Optimal control of organic matter applications

Abstract

Organic matter amendments appear to increase yield, but need to be sustained, as yield decreases when amendments cease. Here we mathematically devise optimal strategies for organic matter applications that take account of how quickly, in years of application, yields build up with amendments and how long these benefits persist. The empirical idea of a nutrient response curve is used and extended to include more than a single nutrient input as well as the effect of yield-enhancing factors such as organic matter that endure for more than one year. Nonlinear regression is used for the selection and the parameter identification for a reciprocal response curve working with a dataset from Rothamsted’s Woburn organic manuring long term experiment. Such a response curve is then treated analytically to develop economically optimum applications over a period of time. A simple static case is developed first and is shown to be equivalent to the well-known break-even ratio (BER) used in nitrogen fertiliser guidance by the Agricultural and Horticultural Development Board in the UK. The mathematical technique of optimal control is then employed to deduce dynamic strategies where the application of an amendment may change from year to year and for different time frames.

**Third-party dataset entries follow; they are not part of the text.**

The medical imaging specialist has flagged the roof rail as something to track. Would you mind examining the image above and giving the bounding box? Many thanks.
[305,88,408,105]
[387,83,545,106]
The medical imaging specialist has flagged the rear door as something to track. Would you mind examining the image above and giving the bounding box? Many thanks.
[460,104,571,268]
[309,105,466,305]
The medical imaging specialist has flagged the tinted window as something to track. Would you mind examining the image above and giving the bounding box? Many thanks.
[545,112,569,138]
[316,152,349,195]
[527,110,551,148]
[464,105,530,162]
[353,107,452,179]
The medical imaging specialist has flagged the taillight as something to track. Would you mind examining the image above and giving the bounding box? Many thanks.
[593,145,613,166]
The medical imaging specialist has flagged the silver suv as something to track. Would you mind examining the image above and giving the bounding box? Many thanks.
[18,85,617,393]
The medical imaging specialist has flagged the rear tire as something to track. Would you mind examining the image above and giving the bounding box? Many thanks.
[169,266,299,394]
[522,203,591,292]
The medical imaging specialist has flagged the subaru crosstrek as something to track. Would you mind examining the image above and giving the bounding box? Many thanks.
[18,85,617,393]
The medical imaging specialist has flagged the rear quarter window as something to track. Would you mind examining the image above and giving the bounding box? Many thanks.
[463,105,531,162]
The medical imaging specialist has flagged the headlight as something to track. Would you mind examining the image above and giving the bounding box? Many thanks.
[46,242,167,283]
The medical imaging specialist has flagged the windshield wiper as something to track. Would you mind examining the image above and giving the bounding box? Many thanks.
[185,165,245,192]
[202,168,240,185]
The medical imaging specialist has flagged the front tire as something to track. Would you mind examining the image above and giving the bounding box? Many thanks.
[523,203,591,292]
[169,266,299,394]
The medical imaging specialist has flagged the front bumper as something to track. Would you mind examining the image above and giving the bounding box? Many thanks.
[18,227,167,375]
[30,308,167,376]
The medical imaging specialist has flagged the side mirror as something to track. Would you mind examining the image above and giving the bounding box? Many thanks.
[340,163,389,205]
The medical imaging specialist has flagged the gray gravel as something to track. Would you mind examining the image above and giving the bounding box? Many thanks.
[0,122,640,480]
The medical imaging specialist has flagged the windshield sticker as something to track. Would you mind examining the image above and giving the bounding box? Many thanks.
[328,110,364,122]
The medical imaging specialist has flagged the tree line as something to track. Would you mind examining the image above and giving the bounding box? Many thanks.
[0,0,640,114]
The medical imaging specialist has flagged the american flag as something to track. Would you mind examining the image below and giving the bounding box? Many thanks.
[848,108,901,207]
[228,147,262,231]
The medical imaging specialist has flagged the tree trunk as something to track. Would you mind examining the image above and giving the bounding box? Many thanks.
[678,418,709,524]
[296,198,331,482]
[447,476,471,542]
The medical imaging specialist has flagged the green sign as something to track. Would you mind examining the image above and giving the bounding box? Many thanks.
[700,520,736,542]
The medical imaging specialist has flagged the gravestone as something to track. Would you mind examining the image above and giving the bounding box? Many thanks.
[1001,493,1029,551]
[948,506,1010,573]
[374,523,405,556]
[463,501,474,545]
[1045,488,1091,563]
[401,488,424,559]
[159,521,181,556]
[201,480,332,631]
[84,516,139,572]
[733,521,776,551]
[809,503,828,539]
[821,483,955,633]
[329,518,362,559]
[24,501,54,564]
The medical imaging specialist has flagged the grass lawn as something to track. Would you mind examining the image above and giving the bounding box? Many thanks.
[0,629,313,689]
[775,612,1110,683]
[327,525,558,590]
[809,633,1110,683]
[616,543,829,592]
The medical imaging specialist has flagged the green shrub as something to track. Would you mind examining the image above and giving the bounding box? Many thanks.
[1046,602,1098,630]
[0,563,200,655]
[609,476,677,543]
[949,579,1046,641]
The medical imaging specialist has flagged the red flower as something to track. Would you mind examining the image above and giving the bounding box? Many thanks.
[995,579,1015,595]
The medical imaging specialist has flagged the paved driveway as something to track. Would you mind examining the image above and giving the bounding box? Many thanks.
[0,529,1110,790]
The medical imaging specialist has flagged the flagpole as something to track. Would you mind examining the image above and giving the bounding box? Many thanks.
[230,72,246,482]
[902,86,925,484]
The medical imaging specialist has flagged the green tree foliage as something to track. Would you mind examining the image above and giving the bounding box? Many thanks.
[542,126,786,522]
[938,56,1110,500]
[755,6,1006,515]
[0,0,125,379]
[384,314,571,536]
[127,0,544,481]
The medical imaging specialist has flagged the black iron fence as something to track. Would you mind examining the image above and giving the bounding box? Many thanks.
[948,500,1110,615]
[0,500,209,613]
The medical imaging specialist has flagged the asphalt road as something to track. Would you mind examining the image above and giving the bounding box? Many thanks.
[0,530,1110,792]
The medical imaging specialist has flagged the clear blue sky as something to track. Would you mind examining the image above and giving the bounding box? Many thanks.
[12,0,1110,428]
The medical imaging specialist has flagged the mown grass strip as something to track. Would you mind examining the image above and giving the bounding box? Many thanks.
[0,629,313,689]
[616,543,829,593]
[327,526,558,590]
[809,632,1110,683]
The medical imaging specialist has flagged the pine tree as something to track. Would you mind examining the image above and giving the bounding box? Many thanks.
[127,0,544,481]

Because this empirical modelling methodology can appear complex, we infer a rule-of-thumb for an equilibrium level of yield-enhancement rather like the equilibrium level of organic carbon that builds up over several years. This yield-enhancing power of organic matter is somewhat variable and probably does not persist in soil for as long as the organic matter from which it derives. It appears beneficial to apply amendments at a constant rate for much of the time-frame of interest but to begin with a large application to raise the fertility to the yield-enhancement equilibrium. After a transition year with reduced amendments, applications of organic matter are stopped for the final five years with the example amendment studied, farmyard manure. These conclusions depend on the persistence of the yield-enhancing power of organic matter in soil associated with the soil organic carbon kinetics.